I think it is rather unlikely that a false steering input detection, a false warning log, and a false door-opening log all happpend at once...perhpas not in thic case, but subtle, cascading bugs can and do happen.
> So how does this work? Do we trust the car or the man?
Well, until there is a free tool to dump the logs from all of the Tesla cars, and Tesla the company starts releasing the raw data for the public to verify, the more appropriate question is:
Do we trust the man or the company?
Telsa has a _lot_ to lose, so the temptation to cherry pick data points that tell their desired narrative is fairly strong.
It would be easy to correlate one sensor failure and one part of the crash (detected hands on the wheels, kept it going int autopilot - because the sensor failure would lead to the crash)
But to say that sensors failed, then warning sounds failed, then failsafes failed, becomes rather unbelievable.
Also the high drama content of the customer's letter (there is no 50 foot drop off, i just checked on streetview for that entire section of route 2). There is a railroad, then a river, but not a steep drop. Even then, railroads pretty much stop cars dead trying to cross them (dont ask how i know, lets just say a 1986 ford tempo can go from about 45mph to a dead stop real fast)
1. The driver acknowledged that he should have turned off autopilot, but the focus of the complaint is that the car did not decelerate after hitting the first post.
2. The driver claims that the warning sound never came on. If the indicator was buggy, logs would not necessarily show that if the car thought it had played the sound but the speaker malfunctioned.
3. The logs haven't been released AFAICT and since Tesla motors isn't under any oath not to lie, there's no proof that they're telling the ttuth here either.
#1 is an interesting case. There are two systems, auto-steer, and adaptive cruise control. Adaptive cruise control is not generally built to hard brake after detecting an accident. Tesla will keep on cruising after an accident as long as the system is not deactivated (driver touches the brake).

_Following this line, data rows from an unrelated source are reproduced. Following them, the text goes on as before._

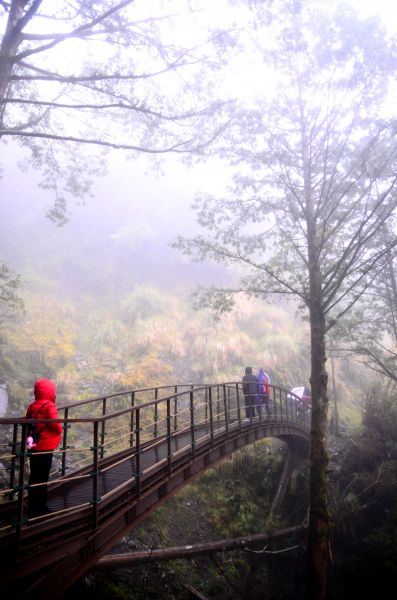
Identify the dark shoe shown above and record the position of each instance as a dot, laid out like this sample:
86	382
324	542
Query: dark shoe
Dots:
38	512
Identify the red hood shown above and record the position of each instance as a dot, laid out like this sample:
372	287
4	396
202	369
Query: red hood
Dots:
45	389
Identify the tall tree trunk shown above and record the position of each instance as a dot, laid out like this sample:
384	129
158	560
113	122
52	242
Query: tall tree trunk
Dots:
335	428
319	517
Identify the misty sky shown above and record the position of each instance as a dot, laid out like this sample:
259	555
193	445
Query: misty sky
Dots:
129	204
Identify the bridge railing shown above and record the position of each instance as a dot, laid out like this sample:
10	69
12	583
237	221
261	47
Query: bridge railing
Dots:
147	428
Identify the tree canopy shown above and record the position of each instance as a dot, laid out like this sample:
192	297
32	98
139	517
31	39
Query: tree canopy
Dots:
108	75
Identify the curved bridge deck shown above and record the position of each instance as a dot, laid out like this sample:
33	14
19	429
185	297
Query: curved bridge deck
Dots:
133	451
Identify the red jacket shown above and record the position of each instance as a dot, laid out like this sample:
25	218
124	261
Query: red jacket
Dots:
44	408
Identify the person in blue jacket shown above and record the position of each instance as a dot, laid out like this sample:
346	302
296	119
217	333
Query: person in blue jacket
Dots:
264	392
250	391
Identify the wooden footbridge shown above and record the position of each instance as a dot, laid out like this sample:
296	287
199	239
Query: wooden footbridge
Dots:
121	456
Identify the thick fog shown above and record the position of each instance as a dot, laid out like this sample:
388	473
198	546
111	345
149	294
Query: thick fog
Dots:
122	231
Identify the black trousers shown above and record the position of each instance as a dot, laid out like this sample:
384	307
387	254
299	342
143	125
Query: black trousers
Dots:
40	466
250	405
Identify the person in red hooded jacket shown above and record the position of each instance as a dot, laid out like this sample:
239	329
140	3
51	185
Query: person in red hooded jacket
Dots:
41	455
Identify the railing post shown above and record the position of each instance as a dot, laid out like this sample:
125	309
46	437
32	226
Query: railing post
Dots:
176	409
21	488
13	460
132	419
138	453
281	405
192	424
94	474
103	432
169	451
211	416
226	411
64	441
238	406
156	412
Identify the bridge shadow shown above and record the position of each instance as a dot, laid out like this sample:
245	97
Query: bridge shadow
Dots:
154	448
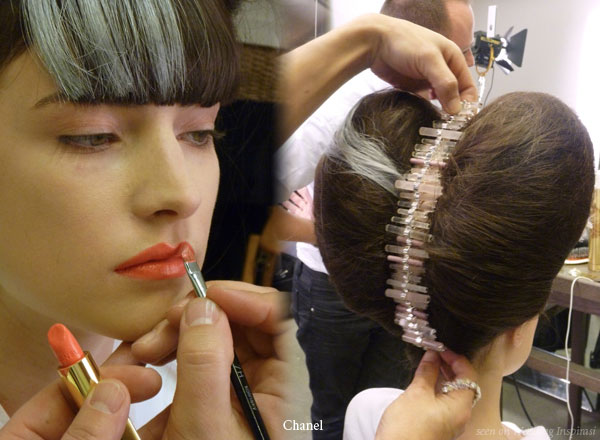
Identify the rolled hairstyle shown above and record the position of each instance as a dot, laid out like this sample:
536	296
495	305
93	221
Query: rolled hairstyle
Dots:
127	51
516	196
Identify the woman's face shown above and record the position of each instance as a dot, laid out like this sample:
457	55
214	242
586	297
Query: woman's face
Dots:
85	188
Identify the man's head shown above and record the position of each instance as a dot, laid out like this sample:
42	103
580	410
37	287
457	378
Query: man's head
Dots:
451	18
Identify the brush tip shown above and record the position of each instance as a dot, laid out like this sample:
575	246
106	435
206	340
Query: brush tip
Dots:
187	253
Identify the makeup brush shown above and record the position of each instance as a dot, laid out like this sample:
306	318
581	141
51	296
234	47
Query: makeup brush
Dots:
238	378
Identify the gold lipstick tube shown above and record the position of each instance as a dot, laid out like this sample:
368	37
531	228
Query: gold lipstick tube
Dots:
80	378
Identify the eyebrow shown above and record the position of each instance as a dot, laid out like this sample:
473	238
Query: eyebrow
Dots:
54	98
469	47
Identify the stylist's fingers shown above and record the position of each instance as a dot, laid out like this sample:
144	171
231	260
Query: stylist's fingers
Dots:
158	346
448	73
201	407
142	383
459	365
49	416
103	414
461	400
248	305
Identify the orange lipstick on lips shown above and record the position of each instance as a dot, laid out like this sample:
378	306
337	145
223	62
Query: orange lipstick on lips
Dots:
78	370
159	262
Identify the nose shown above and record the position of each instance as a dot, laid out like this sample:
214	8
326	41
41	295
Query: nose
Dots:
163	179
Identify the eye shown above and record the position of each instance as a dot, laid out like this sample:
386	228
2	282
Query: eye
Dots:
96	141
201	138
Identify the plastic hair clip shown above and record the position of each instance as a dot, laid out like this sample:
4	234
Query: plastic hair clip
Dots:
418	192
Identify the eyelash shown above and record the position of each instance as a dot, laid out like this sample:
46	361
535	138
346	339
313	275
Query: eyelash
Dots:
87	142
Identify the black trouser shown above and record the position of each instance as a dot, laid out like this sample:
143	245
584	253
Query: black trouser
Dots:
345	353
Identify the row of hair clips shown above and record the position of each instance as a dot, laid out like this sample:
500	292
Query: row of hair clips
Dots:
418	192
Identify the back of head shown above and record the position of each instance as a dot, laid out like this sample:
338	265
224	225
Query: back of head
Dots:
431	14
516	196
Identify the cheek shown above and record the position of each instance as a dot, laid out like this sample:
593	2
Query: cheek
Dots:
208	186
51	215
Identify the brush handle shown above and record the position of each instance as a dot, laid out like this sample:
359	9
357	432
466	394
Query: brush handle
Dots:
242	391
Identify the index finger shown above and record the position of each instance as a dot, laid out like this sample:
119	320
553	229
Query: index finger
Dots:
249	305
459	365
427	372
449	75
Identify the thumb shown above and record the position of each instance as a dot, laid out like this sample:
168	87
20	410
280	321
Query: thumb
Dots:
202	405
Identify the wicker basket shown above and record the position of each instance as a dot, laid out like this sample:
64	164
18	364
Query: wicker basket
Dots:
258	73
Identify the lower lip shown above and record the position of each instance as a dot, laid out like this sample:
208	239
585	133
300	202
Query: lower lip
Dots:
156	270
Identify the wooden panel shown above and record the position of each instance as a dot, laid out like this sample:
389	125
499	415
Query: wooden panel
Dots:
556	366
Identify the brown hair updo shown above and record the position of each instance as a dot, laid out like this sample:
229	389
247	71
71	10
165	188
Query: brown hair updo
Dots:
516	196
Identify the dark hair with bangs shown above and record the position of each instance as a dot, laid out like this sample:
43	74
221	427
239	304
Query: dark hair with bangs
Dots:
516	196
127	52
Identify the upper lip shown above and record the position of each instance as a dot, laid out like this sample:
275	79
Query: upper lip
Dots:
158	252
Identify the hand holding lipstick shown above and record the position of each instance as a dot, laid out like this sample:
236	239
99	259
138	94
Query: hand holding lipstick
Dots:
49	414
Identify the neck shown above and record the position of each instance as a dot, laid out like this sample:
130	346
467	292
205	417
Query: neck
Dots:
485	418
31	364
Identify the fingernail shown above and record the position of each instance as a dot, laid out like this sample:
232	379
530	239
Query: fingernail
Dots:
201	311
147	338
107	397
455	106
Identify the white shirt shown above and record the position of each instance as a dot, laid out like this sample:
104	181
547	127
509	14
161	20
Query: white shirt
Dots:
297	159
366	409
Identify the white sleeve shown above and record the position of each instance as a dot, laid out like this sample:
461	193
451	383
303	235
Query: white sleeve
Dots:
365	411
297	159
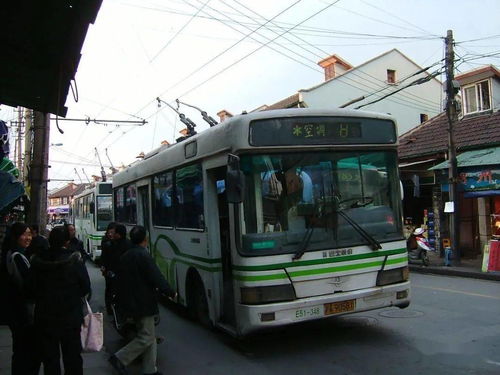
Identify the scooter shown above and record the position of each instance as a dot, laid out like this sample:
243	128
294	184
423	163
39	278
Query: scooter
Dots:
418	248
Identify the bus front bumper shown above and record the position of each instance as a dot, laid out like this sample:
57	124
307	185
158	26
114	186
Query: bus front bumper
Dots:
255	317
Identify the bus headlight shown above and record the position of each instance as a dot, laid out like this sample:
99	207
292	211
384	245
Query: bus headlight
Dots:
267	294
397	275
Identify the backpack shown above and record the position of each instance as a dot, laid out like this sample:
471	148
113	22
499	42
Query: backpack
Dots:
13	271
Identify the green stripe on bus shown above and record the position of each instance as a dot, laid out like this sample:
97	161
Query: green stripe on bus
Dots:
318	271
179	253
277	266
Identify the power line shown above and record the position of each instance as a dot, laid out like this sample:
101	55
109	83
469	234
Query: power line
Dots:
414	97
179	31
386	12
478	39
257	49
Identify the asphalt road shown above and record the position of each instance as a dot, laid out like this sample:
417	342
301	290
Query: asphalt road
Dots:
451	327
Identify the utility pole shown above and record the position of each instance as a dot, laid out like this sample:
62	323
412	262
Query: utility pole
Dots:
451	113
19	141
28	145
39	170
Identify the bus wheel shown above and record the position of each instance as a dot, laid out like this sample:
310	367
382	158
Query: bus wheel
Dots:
197	302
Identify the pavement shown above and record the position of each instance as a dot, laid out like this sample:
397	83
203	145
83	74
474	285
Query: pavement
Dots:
467	268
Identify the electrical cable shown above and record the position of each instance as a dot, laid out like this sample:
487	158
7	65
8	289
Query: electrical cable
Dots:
424	101
179	31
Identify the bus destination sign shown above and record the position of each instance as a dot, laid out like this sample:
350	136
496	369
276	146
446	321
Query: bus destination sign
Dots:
321	131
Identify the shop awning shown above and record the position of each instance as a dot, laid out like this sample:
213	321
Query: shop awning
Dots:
485	156
404	165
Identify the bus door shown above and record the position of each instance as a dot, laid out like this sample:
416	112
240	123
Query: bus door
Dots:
216	178
143	217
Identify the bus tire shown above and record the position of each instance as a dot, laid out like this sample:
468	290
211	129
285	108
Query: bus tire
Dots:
197	305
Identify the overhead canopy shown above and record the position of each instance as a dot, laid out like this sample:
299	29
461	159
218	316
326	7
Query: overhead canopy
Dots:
485	156
41	43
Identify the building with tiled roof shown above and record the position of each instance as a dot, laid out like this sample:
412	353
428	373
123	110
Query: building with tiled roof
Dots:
424	170
60	199
365	85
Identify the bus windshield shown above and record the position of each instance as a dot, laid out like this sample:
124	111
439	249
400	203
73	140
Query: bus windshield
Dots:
307	201
104	211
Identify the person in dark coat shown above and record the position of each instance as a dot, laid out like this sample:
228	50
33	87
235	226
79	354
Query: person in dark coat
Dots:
58	281
38	242
15	306
110	261
139	279
74	243
106	253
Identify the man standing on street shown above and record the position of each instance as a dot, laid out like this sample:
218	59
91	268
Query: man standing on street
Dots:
138	280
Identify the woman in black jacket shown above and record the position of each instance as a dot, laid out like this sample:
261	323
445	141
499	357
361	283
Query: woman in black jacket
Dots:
16	308
59	281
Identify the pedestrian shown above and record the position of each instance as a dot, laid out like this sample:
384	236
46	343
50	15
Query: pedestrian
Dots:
14	269
74	243
38	242
58	281
106	255
138	280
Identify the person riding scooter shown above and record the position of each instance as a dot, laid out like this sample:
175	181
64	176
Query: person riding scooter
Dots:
418	246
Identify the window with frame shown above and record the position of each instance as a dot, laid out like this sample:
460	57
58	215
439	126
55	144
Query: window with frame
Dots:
120	204
131	204
189	194
477	97
164	197
391	76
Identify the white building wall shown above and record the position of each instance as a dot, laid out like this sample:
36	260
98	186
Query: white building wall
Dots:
370	77
495	92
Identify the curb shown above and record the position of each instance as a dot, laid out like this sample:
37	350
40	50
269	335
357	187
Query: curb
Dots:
495	276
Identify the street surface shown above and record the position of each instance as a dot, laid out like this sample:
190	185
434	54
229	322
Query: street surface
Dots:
451	327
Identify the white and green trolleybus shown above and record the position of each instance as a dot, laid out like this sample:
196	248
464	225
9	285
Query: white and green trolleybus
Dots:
92	211
275	217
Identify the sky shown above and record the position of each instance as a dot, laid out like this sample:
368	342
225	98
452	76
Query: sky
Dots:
236	55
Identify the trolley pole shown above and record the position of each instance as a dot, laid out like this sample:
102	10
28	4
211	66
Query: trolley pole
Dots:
39	170
451	113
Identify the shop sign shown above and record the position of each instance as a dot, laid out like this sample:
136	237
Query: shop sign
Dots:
479	178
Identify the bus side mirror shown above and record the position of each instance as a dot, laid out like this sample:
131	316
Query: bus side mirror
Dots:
235	180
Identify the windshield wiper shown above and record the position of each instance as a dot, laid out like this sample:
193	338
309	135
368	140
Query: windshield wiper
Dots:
375	245
368	237
303	244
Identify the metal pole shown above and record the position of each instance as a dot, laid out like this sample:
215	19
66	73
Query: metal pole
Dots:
19	141
28	145
39	170
451	113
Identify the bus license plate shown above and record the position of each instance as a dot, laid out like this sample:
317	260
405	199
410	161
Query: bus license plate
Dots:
339	307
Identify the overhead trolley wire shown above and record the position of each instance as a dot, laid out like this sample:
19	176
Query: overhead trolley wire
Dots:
411	97
179	31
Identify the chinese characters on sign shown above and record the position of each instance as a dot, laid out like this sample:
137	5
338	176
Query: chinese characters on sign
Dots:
337	130
336	253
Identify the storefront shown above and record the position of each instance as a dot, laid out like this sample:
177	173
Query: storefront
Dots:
478	197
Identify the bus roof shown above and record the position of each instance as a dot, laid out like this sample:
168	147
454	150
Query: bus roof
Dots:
230	136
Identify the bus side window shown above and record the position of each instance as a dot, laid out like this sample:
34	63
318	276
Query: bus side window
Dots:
189	189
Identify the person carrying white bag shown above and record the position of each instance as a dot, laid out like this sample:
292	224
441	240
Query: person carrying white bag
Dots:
58	281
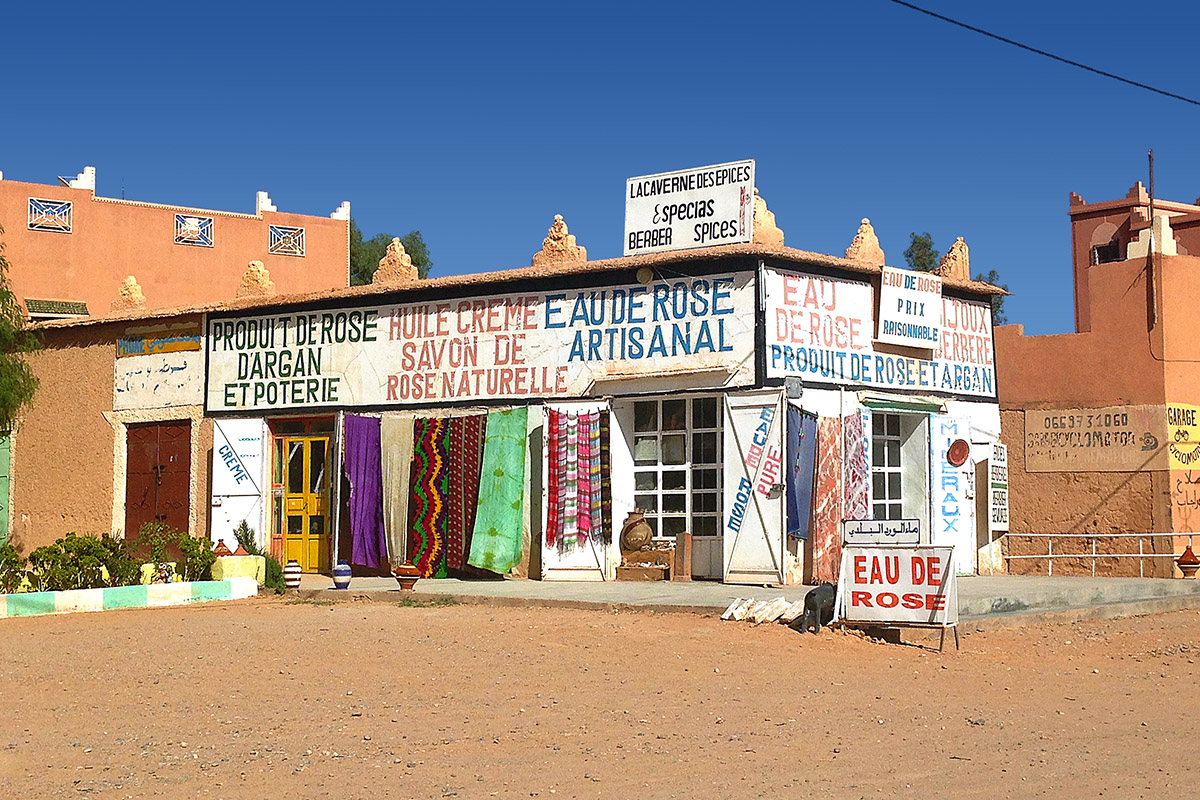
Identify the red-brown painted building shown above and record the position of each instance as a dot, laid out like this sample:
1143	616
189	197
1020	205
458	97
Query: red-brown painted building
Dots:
1101	422
70	250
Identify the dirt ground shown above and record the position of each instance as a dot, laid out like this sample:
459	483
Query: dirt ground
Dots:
276	698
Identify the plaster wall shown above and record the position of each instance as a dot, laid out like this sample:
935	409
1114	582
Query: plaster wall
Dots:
69	455
113	239
63	445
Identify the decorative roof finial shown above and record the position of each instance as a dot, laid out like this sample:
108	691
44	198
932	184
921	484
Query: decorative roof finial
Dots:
256	281
766	232
865	245
957	262
559	247
130	295
396	265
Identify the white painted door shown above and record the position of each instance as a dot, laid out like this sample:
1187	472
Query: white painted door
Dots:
754	531
239	476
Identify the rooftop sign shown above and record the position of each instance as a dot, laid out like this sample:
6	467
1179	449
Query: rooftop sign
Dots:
910	308
689	209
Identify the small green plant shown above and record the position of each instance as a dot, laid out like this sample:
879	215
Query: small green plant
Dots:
123	569
12	569
71	563
196	558
245	536
273	577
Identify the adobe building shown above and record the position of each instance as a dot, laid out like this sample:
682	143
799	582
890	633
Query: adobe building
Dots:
72	252
510	422
1102	423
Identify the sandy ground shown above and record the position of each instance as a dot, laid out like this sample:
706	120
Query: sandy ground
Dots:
270	698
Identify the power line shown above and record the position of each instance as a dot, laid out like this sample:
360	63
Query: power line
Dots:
1049	55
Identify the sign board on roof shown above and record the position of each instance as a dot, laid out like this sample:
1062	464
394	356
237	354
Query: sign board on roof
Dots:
540	344
689	209
910	308
821	330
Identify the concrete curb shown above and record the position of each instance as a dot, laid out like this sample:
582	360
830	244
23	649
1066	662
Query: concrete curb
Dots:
33	603
1103	611
966	625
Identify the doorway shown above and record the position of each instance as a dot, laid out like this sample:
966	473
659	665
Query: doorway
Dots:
301	493
159	468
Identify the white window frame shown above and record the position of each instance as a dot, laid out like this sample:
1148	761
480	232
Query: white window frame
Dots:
286	240
61	220
690	492
887	481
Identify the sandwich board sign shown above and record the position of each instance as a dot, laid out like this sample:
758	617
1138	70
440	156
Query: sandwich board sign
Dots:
689	209
898	585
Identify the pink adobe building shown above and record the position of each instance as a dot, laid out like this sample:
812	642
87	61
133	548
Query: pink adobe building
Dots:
70	251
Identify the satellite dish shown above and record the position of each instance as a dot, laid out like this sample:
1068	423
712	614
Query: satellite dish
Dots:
958	452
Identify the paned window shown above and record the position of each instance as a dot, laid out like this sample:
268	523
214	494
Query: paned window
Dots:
286	241
886	444
677	464
193	230
51	215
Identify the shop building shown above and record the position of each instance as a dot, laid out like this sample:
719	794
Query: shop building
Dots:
73	253
1101	422
509	422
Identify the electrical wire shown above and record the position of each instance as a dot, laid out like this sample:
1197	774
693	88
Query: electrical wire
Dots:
1049	55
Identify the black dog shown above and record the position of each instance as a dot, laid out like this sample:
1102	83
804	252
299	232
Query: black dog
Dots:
817	608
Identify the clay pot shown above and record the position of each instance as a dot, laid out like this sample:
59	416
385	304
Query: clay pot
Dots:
636	533
342	576
1188	563
292	575
406	576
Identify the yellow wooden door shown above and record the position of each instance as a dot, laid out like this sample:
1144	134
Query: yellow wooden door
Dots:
306	501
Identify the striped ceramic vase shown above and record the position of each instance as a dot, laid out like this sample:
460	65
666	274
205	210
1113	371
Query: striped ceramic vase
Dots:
292	575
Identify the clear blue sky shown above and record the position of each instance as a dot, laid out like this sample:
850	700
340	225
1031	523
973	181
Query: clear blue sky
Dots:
478	124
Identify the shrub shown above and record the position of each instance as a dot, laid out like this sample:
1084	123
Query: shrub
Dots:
123	569
196	558
273	578
71	563
12	569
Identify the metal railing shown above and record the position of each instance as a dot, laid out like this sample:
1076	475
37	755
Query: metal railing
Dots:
1050	555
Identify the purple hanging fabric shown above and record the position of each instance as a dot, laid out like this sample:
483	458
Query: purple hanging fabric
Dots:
365	474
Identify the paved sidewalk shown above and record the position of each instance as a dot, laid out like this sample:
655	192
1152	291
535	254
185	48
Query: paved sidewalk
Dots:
994	599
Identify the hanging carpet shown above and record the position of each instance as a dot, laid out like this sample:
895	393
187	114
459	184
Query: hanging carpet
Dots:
369	545
499	521
579	486
802	455
465	449
858	481
427	498
396	445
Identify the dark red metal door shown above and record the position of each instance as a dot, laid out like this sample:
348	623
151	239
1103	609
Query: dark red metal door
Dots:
157	474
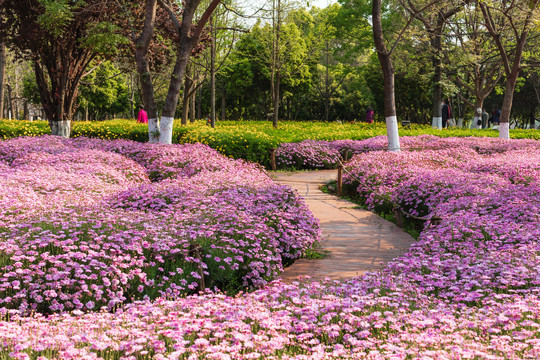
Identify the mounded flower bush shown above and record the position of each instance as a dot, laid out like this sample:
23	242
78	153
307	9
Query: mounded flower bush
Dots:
468	288
93	223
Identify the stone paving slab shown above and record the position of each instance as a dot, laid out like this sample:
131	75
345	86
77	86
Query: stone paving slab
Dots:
358	240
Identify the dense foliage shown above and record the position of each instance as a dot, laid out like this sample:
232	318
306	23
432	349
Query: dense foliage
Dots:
88	223
468	288
249	140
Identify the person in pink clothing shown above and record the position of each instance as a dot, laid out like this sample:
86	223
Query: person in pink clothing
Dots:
369	115
142	117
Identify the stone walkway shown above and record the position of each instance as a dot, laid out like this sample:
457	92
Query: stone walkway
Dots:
357	240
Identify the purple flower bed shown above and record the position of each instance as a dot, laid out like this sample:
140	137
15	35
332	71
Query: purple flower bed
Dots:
308	154
84	228
469	288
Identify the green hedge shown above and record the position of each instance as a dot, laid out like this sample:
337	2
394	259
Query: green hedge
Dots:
250	140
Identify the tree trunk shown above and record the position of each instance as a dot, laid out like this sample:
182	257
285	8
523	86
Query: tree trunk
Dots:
2	75
143	68
327	87
26	110
504	124
192	108
213	78
61	128
277	64
388	78
185	109
437	78
10	102
223	103
276	100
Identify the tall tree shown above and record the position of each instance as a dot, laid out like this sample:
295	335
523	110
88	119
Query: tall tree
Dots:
509	24
475	67
384	54
434	22
187	35
61	38
2	74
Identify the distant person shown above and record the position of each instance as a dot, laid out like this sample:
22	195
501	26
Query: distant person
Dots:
485	118
369	115
142	117
446	114
496	115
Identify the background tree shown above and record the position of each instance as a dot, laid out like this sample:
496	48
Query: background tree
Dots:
475	67
61	38
509	24
434	20
186	37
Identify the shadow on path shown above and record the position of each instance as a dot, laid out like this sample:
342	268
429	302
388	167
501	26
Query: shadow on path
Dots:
358	240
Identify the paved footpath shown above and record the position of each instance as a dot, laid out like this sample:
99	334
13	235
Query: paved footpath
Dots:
357	240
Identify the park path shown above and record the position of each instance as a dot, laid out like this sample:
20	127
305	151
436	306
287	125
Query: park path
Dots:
358	240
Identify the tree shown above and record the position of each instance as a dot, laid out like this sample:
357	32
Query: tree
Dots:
434	22
509	24
476	67
61	38
104	92
187	36
2	73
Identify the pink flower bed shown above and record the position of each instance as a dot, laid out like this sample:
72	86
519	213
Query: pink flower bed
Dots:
467	289
84	228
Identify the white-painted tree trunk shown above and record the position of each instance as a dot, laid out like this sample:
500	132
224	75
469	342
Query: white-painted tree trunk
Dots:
153	131
61	128
165	130
504	130
436	122
393	133
475	122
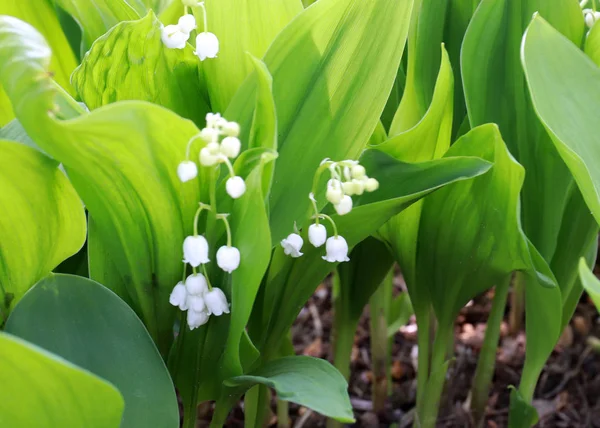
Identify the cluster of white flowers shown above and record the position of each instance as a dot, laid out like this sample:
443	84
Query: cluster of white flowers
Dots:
339	192
196	294
176	36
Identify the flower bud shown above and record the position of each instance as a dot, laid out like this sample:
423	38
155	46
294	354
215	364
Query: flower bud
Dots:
371	185
235	187
345	206
196	284
336	250
195	250
187	170
216	302
178	296
334	191
173	37
228	258
230	147
207	45
292	245
317	234
197	319
187	23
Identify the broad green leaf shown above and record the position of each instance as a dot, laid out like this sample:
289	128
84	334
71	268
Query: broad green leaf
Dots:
290	282
122	160
590	282
43	220
96	17
242	26
40	389
565	89
309	382
94	329
342	57
130	62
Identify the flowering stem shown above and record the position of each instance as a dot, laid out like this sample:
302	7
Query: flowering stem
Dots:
227	227
326	217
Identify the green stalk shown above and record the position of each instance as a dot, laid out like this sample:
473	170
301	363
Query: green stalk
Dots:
487	357
426	418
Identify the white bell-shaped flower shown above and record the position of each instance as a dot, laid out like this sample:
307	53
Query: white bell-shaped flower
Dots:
196	303
197	319
207	45
196	285
216	302
173	37
187	23
235	187
292	245
187	170
317	234
336	250
334	192
371	185
195	250
230	147
345	205
228	258
178	296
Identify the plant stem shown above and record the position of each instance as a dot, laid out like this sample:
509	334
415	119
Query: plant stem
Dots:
487	357
517	305
426	418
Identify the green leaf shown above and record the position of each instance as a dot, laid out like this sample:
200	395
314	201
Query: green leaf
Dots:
122	160
307	381
42	224
565	89
333	68
242	26
96	17
94	329
43	390
130	62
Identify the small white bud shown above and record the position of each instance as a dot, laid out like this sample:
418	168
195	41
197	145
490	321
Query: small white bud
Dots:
231	129
195	303
371	185
196	284
216	302
173	37
195	250
197	319
187	170
230	147
207	45
187	23
345	206
178	296
336	250
334	191
292	245
235	187
317	234
358	171
228	258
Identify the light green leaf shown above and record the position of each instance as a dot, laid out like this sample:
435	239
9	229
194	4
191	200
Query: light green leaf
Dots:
565	89
130	62
307	381
96	17
342	57
43	390
43	220
94	329
242	26
122	160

I'm guessing this functionality is because the risk of hard braking at the wrong time outweighs the risk of hard braking at the right time, and so it's better to tell drivers the car will not hard brake, and it's up to them. There must be some trade-off, because certainly the car is capable of hard-braking itself, it's just a matter of ensuring the software only does it at just the right times.
This line of Tesla's letter back to the driver caught my eye;
That is pretty impressive that diagnostics are not just logging that a door was open, but which handle was used to open it! I guess Tesla has had enough issues with their retracting outer handles to warrant some additional diagnostics in this area, but those logs sure do come in handy.